Really wish Windows would not create temp? folders on my other drives. For some reason there's a "Program Files" folder on one of my data drives. There's also a folder with GUID name.

The "Program Files" folder has a "ModifiableWindowsApps" folder inside but other than that they are both empty. What's weird is that when I try to delete it, it says I require permission from myself to make changes to this folder. I even took ownership of it.

The GUID folder looks like a temporary directory for SQL Server possibly but can't delete. 

F:\953193139d2b89803d501a531a15
-1028_cht_lp
...
setup.exe
setup.exe.config
sqlsetupbootstrapper.dll
sqmapi.dll


----------



## SpywareDr (Mar 31, 2014)

One way to do it is to temporarily boot and run the computer from a different Operating System and then delete whatever you like. (Be careful though).

A "Live" CD/DVD or USB flash drive contains a complete bootable computer operating system (OS). When you boot a computer from it, that OS loads into, and then runs from memory instead of a hard drive. This allows you to run an OS without installing it or making any changes to a computer's current configuration.

To create one, download an ISO file containing the OS you want to use, (such as Ubuntu, Slax or Zorin), then use something like ISO Recorder to burn it to a CD/DVD or USB key.

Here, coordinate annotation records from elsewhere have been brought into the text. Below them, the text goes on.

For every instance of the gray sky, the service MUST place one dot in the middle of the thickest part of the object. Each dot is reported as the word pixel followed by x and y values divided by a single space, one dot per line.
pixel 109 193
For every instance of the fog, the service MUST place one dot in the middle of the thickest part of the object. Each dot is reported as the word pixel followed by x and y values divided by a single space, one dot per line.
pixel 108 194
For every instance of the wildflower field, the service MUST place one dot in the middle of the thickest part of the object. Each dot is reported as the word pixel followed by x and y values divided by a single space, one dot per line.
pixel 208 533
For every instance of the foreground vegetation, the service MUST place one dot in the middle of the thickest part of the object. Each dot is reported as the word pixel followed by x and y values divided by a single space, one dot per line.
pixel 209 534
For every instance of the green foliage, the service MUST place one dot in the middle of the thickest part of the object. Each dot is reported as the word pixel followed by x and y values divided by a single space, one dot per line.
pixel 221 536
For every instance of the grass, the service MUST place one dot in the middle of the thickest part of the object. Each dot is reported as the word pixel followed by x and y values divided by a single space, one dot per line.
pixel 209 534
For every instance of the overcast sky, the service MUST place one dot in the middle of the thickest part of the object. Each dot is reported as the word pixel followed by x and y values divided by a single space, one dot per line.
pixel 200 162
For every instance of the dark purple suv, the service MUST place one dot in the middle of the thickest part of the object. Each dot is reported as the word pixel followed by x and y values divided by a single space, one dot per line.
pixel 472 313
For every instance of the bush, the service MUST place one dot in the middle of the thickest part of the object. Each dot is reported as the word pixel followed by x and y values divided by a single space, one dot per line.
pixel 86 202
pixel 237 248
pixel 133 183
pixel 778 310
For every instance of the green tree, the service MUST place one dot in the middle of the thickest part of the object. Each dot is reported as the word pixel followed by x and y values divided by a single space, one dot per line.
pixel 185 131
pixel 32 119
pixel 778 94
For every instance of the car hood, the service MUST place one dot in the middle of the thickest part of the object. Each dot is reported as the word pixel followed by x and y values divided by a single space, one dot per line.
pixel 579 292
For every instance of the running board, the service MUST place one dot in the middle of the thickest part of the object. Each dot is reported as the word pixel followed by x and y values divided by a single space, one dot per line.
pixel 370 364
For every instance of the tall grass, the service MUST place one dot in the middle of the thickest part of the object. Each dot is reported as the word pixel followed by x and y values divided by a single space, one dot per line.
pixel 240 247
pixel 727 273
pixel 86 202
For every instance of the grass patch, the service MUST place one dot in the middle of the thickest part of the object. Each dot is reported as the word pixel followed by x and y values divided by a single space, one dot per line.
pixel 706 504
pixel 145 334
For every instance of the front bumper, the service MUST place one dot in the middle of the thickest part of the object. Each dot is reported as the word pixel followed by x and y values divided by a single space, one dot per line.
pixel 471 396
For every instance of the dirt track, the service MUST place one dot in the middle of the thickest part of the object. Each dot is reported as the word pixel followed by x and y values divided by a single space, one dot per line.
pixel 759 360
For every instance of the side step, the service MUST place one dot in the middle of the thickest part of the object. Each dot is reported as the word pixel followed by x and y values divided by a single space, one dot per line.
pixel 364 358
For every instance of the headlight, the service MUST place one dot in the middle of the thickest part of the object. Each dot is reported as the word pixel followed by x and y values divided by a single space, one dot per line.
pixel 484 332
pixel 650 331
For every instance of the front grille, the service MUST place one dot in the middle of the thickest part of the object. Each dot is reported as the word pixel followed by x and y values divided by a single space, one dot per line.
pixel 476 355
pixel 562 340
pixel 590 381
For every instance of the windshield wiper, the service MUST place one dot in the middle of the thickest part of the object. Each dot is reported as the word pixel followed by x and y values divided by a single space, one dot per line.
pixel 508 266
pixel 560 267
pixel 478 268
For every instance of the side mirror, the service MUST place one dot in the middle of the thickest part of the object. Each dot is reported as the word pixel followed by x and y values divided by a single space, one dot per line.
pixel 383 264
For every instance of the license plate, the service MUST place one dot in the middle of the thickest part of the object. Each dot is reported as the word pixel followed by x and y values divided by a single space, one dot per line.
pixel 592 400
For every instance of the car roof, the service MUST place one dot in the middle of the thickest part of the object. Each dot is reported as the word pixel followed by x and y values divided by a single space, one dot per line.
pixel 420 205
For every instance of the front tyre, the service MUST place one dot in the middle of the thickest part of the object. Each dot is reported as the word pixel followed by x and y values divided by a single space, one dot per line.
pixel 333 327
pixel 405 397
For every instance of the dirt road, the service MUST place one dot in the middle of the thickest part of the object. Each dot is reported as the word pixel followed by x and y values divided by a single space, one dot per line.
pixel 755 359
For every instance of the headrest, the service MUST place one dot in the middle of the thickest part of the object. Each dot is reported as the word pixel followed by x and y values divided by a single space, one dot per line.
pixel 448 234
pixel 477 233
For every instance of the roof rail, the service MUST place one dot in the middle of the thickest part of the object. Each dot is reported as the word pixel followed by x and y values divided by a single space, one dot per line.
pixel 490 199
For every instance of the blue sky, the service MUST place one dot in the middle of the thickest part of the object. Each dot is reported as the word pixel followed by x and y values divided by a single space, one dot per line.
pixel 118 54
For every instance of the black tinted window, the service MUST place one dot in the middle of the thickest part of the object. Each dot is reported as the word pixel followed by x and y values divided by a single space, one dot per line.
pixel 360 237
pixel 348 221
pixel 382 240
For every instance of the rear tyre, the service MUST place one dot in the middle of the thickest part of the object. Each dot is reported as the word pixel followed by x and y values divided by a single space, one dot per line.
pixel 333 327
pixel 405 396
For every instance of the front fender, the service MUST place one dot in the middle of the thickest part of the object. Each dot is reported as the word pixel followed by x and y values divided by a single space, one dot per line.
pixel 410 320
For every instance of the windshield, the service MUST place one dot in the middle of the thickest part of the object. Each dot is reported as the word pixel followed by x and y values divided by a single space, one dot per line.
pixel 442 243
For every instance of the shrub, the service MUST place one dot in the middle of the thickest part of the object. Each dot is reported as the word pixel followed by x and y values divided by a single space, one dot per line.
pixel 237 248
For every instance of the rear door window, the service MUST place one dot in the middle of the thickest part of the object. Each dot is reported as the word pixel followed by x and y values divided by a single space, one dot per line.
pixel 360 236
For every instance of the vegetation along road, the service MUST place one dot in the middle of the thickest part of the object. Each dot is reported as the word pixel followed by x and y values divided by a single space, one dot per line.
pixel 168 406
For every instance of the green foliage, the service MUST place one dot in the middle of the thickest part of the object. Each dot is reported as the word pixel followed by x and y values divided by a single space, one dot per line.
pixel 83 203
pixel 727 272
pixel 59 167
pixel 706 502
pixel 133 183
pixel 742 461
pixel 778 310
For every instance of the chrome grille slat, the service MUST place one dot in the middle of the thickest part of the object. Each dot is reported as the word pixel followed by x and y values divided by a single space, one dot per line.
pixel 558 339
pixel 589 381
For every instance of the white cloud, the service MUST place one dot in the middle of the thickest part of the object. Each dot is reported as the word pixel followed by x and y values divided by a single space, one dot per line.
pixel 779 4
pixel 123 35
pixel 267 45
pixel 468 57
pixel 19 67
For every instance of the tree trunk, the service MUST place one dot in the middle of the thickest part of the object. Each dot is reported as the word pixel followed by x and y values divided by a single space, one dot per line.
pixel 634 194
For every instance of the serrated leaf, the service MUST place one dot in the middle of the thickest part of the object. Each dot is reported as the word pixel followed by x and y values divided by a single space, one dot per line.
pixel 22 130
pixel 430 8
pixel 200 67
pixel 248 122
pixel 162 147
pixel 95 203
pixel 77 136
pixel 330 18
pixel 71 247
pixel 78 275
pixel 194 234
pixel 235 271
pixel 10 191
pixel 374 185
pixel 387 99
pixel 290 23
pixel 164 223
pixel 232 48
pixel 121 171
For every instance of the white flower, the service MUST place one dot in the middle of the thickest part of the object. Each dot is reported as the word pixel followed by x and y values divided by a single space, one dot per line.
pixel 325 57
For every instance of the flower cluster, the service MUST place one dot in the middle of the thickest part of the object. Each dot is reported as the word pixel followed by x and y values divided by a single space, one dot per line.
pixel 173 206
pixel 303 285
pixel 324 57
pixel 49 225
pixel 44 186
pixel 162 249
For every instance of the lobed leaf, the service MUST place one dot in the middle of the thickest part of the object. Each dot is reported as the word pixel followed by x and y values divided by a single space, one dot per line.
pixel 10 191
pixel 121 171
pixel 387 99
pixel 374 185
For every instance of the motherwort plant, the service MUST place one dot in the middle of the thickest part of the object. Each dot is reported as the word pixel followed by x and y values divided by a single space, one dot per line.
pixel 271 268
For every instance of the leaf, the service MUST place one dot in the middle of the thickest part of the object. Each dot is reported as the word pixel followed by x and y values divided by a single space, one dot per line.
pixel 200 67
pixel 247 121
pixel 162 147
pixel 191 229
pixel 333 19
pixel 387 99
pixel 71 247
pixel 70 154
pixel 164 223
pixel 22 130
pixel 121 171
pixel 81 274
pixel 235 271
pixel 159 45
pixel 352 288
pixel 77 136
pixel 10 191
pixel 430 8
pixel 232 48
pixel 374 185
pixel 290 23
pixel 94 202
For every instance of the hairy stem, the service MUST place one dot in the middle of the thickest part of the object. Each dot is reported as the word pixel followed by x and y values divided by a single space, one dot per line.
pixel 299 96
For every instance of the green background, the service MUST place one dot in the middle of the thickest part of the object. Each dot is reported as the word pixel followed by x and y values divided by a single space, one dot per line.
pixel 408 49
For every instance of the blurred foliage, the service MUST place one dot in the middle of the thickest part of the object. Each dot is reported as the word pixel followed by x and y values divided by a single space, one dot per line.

Now boot your computer from this disc/key and your computer will be running that OS instead of the one on its hard drive.​
When you're done, simply reboot your PC from the hard drive (SSD) as you normally would.


----------



## DigitalManDan (Jun 15, 2019)

Thanks. I guess booting into Windows 10 repair mode and going into the command prompt might allow it as well.


----------



## SpywareDr (Mar 31, 2014)

Problem: Some Windows files cannot be deleted when Windows is running because they are protected by Windows. 

Solution: Don't load Windows.


----------